Top mobile handset maker Nokia expects 200 million new subscribers to sign up for mobile phone services in the rapidly growing Chinese market in the next three years, the company said on Thursday.

Top mobile handset maker Nokia expects 200 million new subscribers to sign up for mobile phone services in the rapidly growing Chinese market in the next three years, the company said on Thursday.

The Finnish group expects huge growth in mobile use in the the Asia-Pacific region but fierce price competition will limit revenue growth there over the next few years, its Networks division head Simon Beresford-Wylie said.

“(In) 2006 to 2008 in APAC we expect that the market will be flat to growing slightly,” he told investors at a presentation in India.

“While there’s huge subscription growth, the price erosion will effectively offset that.”

In the second quarter of this year, Nokia said it had a mobile phone market share of 32 percent in China, while in the Asia-Pacific region as a whole its share was 30 percent.

There were some 400 million subscribers in China at the end of last year.
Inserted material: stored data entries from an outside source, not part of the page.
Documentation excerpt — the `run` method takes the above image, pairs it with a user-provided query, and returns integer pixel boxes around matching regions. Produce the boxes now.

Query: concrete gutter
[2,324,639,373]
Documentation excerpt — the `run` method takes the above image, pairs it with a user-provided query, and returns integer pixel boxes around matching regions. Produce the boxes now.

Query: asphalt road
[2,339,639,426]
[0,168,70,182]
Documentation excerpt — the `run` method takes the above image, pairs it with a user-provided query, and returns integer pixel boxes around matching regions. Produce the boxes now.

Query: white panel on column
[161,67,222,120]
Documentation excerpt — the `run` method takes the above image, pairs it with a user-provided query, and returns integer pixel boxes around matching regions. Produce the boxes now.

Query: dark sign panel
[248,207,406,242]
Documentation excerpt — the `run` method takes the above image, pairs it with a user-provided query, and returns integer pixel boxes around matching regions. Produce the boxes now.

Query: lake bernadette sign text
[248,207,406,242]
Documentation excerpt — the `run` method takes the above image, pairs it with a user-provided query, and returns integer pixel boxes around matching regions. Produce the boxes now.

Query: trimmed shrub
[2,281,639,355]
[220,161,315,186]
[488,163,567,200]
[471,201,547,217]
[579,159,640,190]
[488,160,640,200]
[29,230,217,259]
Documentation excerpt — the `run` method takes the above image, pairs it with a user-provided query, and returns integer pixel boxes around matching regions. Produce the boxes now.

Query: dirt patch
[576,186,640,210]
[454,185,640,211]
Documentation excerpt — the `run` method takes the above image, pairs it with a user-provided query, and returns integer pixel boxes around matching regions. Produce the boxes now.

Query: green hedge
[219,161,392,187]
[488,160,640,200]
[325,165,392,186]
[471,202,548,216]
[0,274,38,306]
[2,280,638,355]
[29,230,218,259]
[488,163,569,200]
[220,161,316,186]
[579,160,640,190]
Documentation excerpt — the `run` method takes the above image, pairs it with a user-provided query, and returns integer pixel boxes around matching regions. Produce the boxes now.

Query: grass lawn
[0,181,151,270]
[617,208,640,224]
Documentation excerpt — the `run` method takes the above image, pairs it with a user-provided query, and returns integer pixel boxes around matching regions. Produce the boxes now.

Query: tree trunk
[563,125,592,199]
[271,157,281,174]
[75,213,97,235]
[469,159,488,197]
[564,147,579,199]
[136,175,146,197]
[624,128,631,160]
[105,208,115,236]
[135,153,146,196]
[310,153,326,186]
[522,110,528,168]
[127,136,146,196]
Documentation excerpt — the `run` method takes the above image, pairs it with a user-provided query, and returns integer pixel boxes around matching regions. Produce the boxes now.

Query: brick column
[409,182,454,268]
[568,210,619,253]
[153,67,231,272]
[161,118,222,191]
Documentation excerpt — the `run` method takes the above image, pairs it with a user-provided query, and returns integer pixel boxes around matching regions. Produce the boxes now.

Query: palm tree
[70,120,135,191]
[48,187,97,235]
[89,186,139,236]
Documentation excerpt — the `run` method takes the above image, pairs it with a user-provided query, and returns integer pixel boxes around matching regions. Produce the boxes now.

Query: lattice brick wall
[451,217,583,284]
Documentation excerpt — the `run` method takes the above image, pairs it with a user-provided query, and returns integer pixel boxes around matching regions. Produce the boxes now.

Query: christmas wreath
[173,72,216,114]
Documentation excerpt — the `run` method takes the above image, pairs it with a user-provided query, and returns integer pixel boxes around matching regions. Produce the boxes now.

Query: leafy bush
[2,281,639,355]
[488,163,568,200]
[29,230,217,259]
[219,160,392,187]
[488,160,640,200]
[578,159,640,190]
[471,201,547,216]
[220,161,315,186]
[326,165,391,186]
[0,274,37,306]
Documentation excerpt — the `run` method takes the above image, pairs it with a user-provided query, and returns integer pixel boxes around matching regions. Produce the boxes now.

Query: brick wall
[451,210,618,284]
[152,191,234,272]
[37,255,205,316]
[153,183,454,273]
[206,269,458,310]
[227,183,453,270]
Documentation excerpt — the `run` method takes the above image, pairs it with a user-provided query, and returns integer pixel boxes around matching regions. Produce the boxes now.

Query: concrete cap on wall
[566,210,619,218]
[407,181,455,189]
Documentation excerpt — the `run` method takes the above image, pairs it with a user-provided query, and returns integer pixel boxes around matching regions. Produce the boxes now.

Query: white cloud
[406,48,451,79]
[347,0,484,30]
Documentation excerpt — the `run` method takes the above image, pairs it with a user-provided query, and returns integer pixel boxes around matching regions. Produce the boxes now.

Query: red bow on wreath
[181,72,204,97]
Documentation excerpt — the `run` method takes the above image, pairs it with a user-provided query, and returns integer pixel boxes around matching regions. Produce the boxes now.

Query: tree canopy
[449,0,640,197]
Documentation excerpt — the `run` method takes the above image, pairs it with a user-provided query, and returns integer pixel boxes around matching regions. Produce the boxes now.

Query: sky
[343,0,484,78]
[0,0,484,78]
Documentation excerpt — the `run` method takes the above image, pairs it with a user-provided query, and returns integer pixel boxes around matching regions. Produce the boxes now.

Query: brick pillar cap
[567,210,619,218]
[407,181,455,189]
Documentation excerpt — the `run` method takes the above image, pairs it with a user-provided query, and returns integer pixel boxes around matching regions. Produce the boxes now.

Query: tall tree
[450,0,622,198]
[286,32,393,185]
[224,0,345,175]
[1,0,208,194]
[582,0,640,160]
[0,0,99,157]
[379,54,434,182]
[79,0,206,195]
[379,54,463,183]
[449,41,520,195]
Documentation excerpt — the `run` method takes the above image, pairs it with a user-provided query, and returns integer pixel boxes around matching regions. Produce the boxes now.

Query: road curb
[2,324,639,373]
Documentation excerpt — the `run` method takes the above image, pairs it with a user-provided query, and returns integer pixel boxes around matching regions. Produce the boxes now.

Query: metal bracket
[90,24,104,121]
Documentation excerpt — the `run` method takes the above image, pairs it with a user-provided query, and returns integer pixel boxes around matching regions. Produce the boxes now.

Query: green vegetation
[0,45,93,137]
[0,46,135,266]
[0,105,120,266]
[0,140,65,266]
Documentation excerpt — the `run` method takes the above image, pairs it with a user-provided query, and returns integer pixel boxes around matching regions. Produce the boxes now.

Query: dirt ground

Beresford-Wylie said Nokia expected three and possibly four 3G mobile licenses to be issued in the country, most likely in the first half of 2006. Building those networks would probably start in a “meaningful and material way” in the second half.

New operation in India
Research group Gartner said on Thursday the global mobile handset market is on track to rise 16 percent to 780 million units this year after the industry sold 190.5 million handsets to consumers in the second quarter.

Nokia expects the global number of mobile subscribers to pass the 2 billion mark in the fourth quarter and to reach 3 billion by 2010.

The overwhelming bulk is expected to come from growth in China and India as well as Russia and Brazil.

In addition to seeing India as a huge market, Nokia also announced it would open a global mobile networks operation center in the country by the end of the year.

It already has research and development operations in India and is building a manufacturing plant in the southern port city of Chennai.

The new networks operation center would carry out work for some mobile operators in the Asia-Pacific region, Europe, the Middle East and Africa.

The center would employ 100 people, but Nokia did not say where it would be located and gave no financial details.

Rival Motorola Inc., the world’s second-largest handset maker, said earlier on Thursday it would consider making telecoms equipment in India as it seeks big equipment deals from state-owned carriers in the fast-growing market.

State-run Bharat Sanchar Nigam Ltd. is in the process of firming up a global tender for up to 40 million GSM lines and the Indian government has said the eventual winner would have to manufacture a part of that order in India.

Motorola also announced it would launch three low-cost phones in October for the Indian market in an effort to win share from Nokia as the mobile companies scramble for subscribers in rural India.